IslamicLegalBench: Evaluating LLMs Knowledge and Reasoning of Islamic Law Across 1,200 Years of Islamic Pluralist Legal Traditions
- URL: http://arxiv.org/abs/2602.21226v1
- Date: Mon, 02 Feb 2026 10:30:59 GMT
- Title: IslamicLegalBench: Evaluating LLMs Knowledge and Reasoning of Islamic Law Across 1,200 Years of Islamic Pluralist Legal Traditions
- Authors: Ezieddin Elmahjub, Junaid Qadir, Abdullah Mushtaq, Rafay Naeem, Ibrahim Ghaznavi, Waleed Iqbal,
- Abstract summary: IslamicLegalBench is the first benchmark evaluating LLMs across seven schools of Islamic jurisprudence.<n>Best model achieves only 68% correctness with 21% hallucination.<n>Few-shot prompting provides minimal gains, improving only 2 of 9 models by >1%.

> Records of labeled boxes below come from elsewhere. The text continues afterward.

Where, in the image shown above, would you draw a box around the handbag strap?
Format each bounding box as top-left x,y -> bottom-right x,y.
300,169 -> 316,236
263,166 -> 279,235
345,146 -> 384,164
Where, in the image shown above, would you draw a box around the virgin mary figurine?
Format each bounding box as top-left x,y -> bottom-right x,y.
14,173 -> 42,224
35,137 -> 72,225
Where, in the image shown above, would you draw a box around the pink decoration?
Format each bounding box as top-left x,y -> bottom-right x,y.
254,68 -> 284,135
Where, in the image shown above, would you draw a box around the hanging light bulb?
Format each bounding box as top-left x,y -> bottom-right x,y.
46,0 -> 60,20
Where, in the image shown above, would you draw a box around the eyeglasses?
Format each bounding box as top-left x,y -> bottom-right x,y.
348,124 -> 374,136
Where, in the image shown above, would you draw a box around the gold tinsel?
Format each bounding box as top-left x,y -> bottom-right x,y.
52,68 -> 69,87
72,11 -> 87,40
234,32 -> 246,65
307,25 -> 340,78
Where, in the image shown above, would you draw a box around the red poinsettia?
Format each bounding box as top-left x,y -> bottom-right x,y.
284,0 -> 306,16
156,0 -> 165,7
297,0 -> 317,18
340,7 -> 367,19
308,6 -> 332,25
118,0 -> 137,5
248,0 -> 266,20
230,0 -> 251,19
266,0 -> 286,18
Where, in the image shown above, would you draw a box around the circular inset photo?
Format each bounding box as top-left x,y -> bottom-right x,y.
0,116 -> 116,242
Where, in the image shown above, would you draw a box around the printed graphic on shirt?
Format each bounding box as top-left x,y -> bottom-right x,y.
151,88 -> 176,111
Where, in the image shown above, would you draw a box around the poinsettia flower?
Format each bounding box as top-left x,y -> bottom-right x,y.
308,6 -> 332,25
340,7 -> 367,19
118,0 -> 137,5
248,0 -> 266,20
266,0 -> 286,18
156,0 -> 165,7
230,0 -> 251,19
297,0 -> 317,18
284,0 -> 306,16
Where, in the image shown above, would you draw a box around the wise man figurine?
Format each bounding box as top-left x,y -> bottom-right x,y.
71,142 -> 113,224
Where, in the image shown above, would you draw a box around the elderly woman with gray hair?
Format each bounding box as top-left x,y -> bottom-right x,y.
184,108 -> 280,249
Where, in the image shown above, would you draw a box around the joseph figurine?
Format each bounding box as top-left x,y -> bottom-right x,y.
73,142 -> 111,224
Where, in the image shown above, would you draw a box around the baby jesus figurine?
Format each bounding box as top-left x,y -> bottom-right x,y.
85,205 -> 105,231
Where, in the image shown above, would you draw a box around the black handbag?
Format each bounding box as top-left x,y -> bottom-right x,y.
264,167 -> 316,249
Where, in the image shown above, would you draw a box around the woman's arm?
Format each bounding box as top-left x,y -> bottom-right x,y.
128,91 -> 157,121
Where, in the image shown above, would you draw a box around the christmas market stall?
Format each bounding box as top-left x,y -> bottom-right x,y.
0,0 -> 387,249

- Score: 1.3052252174353483
- License: http://creativecommons.org/licenses/by/4.0/
- Abstract: As millions of Muslims turn to LLMs like GPT, Claude, and DeepSeek for religious guidance, a critical question arises: Can these AI systems reliably reason about Islamic law? We introduce IslamicLegalBench, the first benchmark evaluating LLMs across seven schools of Islamic jurisprudence, with 718 instances covering 13 tasks of varying complexity. Evaluation of nine state-of-the-art models reveals major limitations: the best model achieves only 68% correctness with 21% hallucination, while several models fall below 35% correctness and exceed 55% hallucination. Few-shot prompting provides minimal gains, improving only 2 of 9 models by >1%. Moderate-complexity tasks requiring exact knowledge show the highest errors, whereas high-complexity tasks display apparent competence through semantic reasoning. False premise detection indicates risky sycophancy, with 6 of 9 models accepting misleading assumptions at rates above 40%. These results highlight that prompt-based methods cannot compensate for missing foundational knowledge. IslamicLegalBench offers the first systematic framework to evaluate Islamic legal reasoning in AI, revealing critical gaps in tools increasingly relied on for spiritual guidance.